When people rank crimes based on how serious they are, violent offenses tend to top the list. People have a particularly dim view of criminal activity that leaves a victim injured or coping with a terrible loss of some sort.
When you compare wire fraud, embezzlement or other white-collar criminal offenses with murder or assault, those financial offenses may seem minimal. In fact, many times, people perceive them to be victimless crimes because the only party affected seems to be a business. If white-collar crimes are victimless offenses, then why do they carry such serious criminal consequences?
White-collar crimes affect everyone
When a worker embezzles tons of thousands of dollars from the company that employs them, their actions don’t just affect corporate profit margins. They may affect whether or not the company can afford to give cost-of-living raises to other staff members. Acts of wire fraud or mortgage fraud could similarly damage businesses, some of which may be very small companies.
Executives and owners of those businesses may take personal losses because of white-collar crimes. Employees, clients, customers and even vendors can all feel second-hand consequences caused by white-collar crimes that do not affect any specific person directly. Finally, on a macro scale, white-collar criminal offenses can have a negative impact on the economy. Large-scale Ponzi schemes, for example, could lead to millions of dollars in lost assets.

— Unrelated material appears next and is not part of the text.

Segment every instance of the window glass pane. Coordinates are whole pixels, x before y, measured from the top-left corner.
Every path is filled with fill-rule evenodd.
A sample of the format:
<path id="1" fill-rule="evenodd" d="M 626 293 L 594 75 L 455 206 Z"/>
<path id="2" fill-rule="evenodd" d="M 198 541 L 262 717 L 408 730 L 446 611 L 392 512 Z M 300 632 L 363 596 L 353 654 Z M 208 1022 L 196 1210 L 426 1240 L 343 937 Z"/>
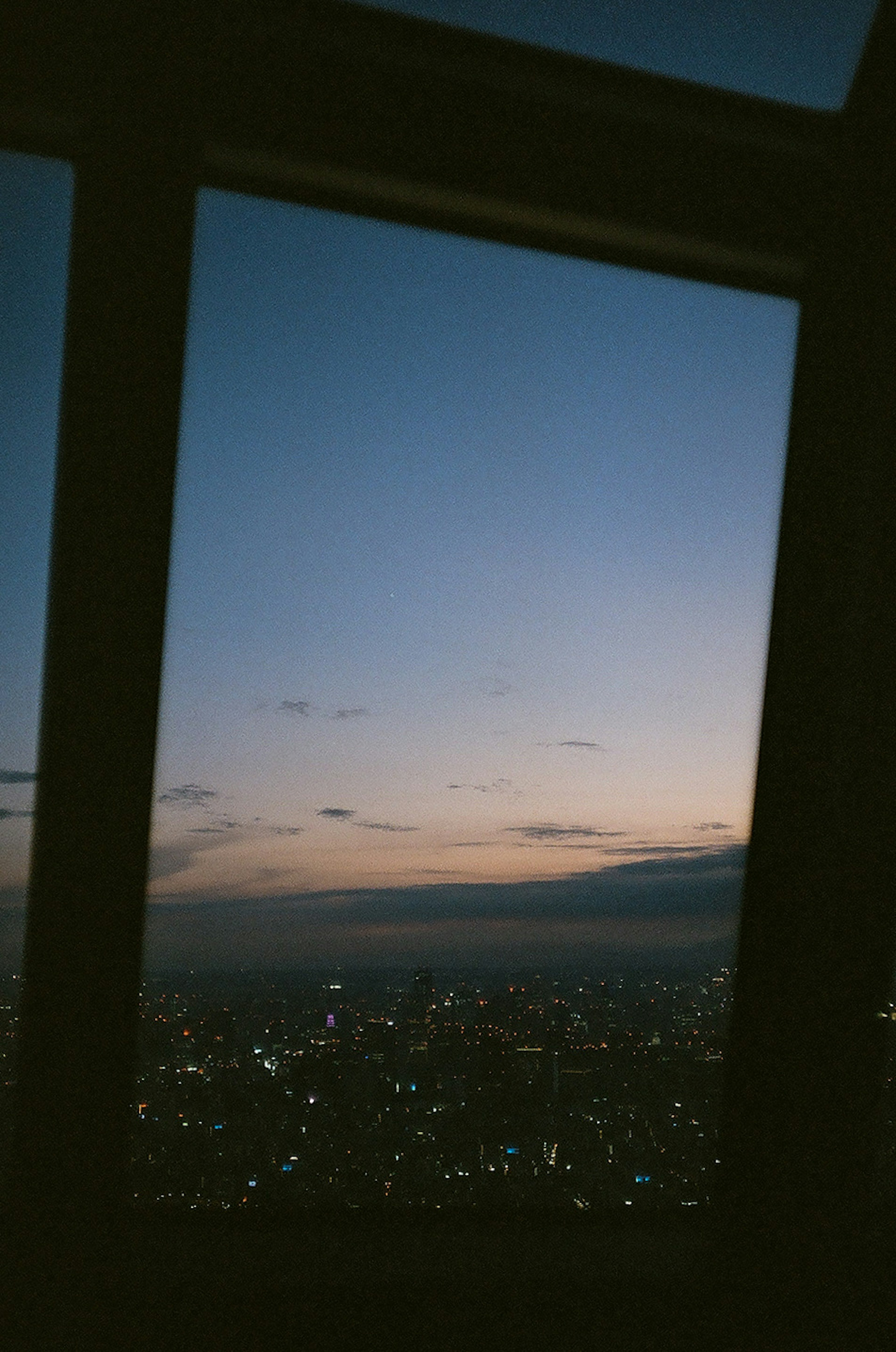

Don’t let prosecutors turn you into a scapegoat
All too often, people arrested for allegations of white-collar criminal offenses may not have known much about what actually occurred. Maybe you worked in accounting and simply performed transfers based on the verbal instructions provided by your supervisor. You never knew they were engaged in fraudulent activity, nor did you profit from it.
Those who do intentionally commit financial fraud and hope to get away with it often try to implicate someone else to avoid criminal responsibility for their actions. Your best chance of avoiding a conviction and moving on with your life may require a thorough review of the financial records allegedly tying you to criminal activity and an assertive defense in criminal court.
Understanding why white-collar crimes often lead to aggressive prosecution can help those worried about losing their freedom or their career because of accusations.